Moneter.id – Kementerian Perindustrian
(Kemenperin) dan Badan Standardisasi Nasional (BSN) menandatangani nota kesepahaman (MoU) untuk Pengembangan SDM Industri melalui Pendidikan dan
Pelatihan di Bidang Standardisasi dan Penilaian Kesesuaian (SPK).
Penandatanganan dilakukan oleh Sekretaris
Jenderal Kemenperin Haris Munandar dengan Kepala BSN Bambang Prasetya di
Jakarta, Rabu (19/9). MoU ini berlaku selama lima tahun dan dimulai
sejak tanggal ditandatangani, serta dapat diperpanjang atas kesepakatan para
pihak secara tertulis.
“Di dalam peta jalan Making
Indonesia 4.0, yang telah diluncurkan Bapak Presiden Joko Widodo pada April
lalu, salah satu program prioritas yang perlu dilaksanakan adalah peningkatan
kualitas SDM,” kata Haris, Rabu (19/9).
Ruang lingkup kerja sama Kemenperin dan BSN, antara
lain menyiapkan infrastruktur dalam memacu kompetensi SDM di bidang SPK
yang meliputi Standar Kompetensi Kerja
Nasional Indonesia (SKKNI), Lembaga Sertifikasi Profesi
(LSP), asesor, dan sertifikasi kompetensi.
“Kami juga akan melakukan
pemantauan dan evaluasi atas pelaksanaan tugas dan tanggung jawab masing-masing
pihak, paling sedikit satu kali dalam setahun sesuai peraturan
perundang-undangan,” papar Haris.
Haris optimistis, apabila
nota kesepahaman ini dijalankan secara baik dan tepat, diyakini mampu mendukung
tercapainya target di dalam Making Indonesia 4.0. Misalnya, sasaran untuk lima
sektor manufaktur nasional yang akan menjadi pionir memasuki era digital, yakni
industri makanan dan minuman, industri tekstil dan pakaian, industri otomotif,
industri kimia, serta industri elektronika.

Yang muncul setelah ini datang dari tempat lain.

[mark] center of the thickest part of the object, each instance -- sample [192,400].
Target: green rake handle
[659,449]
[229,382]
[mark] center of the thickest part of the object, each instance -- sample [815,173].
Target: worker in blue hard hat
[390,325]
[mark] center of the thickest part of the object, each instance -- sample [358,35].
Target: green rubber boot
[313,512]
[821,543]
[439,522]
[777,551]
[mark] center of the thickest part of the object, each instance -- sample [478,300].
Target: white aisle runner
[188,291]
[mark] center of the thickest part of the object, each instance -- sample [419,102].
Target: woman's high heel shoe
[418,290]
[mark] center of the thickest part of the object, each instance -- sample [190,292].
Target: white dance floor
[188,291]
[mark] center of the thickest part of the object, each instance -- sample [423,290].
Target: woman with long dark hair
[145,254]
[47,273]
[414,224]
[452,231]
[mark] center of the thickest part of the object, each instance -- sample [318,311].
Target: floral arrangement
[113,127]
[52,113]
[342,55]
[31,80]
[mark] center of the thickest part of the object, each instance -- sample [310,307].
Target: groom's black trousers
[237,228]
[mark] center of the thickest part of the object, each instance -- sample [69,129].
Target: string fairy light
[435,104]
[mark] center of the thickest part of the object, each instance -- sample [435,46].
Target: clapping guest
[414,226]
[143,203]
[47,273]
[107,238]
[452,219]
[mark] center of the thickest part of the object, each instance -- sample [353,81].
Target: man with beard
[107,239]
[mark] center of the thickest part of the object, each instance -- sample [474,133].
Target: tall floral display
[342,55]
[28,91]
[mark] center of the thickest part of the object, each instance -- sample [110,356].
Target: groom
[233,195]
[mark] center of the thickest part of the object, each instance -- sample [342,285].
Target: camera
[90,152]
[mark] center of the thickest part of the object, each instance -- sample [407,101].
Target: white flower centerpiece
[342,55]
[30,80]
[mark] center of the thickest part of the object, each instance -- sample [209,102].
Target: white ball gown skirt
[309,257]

“Berdasarkan roadmap tersebut,
pada tahun 2030 nanti, industri makanan dan minuman kita termasuk lima
eksportir global. Kemudian, industri tekstil menjadi Top 5 dunia khusus di functional
clothing, dan industri otomotif kita akan mulai ekspor mobil listrik ke
negara berkembang,” sebutnya.
Sedangkan, dalam 12 tahun
ke depan, industri kimia di Indonesia bisa menjadi produsen biofuel dan
bioplastik yang berada di jajaran Top 5 dunia. Sementara itu, industri
elektronika nasional akan dapat mengurangi ketergantungan komponen impor yang
signifikan dan mampu meningkatkan nilai tambah bahan baku dalam negeri sehingga
menjadi produsen berdaya saing tinggi di jajaran tiga besar Asean.
“Selama ini, kelima sektor
industri manufaktur itu memberikan kontribusi besar terhadap perekonomian
nasional, di mana secara keseluruhan memberikan kontribusi mencapai 60 persen
terhadap PDB. Selain itu, 65 persen ekspor dan 60 persen tenaga kerja manufaktur
dari lima industri tersebut,” ungkap Haris.
Sementara, Bambang
menyampaikan, pihaknya menyambut baik langkah sinergi yang dilakukan Kemenperin
dan BSN untuk meningkatkan keterampilan SDM industri di Indonesia. “Pasalnya,
sangat penting program ini karena industri merupakan penggerak utama dalam pertumbuhan
ekonomi nasional,” tuturnya.
Bambang menambahkan, untuk
membangun industri nasional yang berdaya saing, investasi yang juga
dibutuhkan adalah pendidikan. “Peranan pengetahuan mengenai standardisasi di
sektor riil sangat perlu untuk mendukung value chain,”
imbuhnya.
SDM industri bidang SPK
ini, antara lain akan berpartisipasi dalam pengembangan Standar Nasional
Indonesi (SNI) melalui hilirisasi riset.